In ihrer Erzählung "Ein Rudel schwarzer Wölfe" wird aber hinter der Kulisse eines "hochsommerlichen Vergnügungsparks" zugleich eine geheimnisvolle Bedrohung erkenntlich. Die Ich-Erzählerin geht dem Verschwinden eines Wolfsgeheges, das in ihrer Kindheit noch eine besondere Attraktion des Parks darstellte, nach. Auf eine geheimnisvolle Weise stehen diese Wölfe mit dem Schicksal ihres verschwundenen Bruder in Verbindung, wobei das Bild der entlaufenen Wölfe unterschiedliche Deutungen zulässt: auf einer individuellen Ebene als Bild für die existenzielle Lebensunsicherheit einer nur scheinbar selbstgewissen neuen Generation-, auf einer kollektiven Ebene als Bild einer Gesellschaft, welche die Schattenseiten einer kapitalistischen Konsumwelt nur sehr oberflächlich zu verdrängen vermag. Es ist dies eben eine Welt, in der es "schwarze Löcher gibt":

"Obgleich das Aussehen der Menschen oder der Schaufensterpuppen oder das heiße Sonnenlicht sich gar nicht verändern, kommt das, was damit geschieht und wie man das auffasst, einem völlig anders vor. Die Innen- und die Außenseite eines Hutes sind verschieden. Das verschwundene Rudel schwarzer Wölfe, der in der Zeitung nicht erwähnte Todesfall entzogen sich meiner Kenntnis. Wäre der Tote ein Mafiaboss oder eine schöne Filmschauspielern gewesen, hätte der Fall anders gelegen. Niemand aber erwähnte den Plattenleger. Bei einer Schuhreklame verhält es sich auch so. Die Herstellung der Schuhe und die Werbung für das neue Modell sind wie die Innen- und Außenseite eines Hutes. Ab und zu spüre ich plötzlich, dass die immer gleich aussehende Welt um mich herum fremd und unvertraut ist."

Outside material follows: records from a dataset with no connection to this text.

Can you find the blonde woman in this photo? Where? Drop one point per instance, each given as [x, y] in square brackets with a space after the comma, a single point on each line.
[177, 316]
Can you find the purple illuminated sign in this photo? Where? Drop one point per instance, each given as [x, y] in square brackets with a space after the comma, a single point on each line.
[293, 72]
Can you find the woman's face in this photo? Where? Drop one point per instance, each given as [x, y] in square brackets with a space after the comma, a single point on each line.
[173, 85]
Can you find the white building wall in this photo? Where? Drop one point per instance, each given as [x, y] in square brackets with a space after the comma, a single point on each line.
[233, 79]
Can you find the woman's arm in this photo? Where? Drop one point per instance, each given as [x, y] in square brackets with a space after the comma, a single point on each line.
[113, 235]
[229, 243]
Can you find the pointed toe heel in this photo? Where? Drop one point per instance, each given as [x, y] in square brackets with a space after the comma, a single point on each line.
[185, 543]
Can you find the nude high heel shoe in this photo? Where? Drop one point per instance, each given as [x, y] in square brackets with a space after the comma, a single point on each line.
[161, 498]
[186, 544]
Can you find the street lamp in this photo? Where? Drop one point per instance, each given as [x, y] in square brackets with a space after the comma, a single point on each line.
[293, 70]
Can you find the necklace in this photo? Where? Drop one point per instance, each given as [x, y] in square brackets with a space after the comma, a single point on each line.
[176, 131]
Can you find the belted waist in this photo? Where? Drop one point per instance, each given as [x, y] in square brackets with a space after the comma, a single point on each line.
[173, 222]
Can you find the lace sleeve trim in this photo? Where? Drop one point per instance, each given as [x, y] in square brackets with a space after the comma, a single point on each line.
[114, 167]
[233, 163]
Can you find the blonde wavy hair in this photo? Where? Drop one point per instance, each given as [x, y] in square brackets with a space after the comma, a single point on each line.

Die Literatur koreanischer Autorinnen bietet also weit mehr als die Beschreibung einer uns fremden asiatischen Kultur und Gesellschaft. In der Thematisierung menschlicher Identitätssuche in modernen (und postmodernen) Gesellschaften könnten die Erzählungen im europäischen Kontext eigentlich aktueller nicht sein.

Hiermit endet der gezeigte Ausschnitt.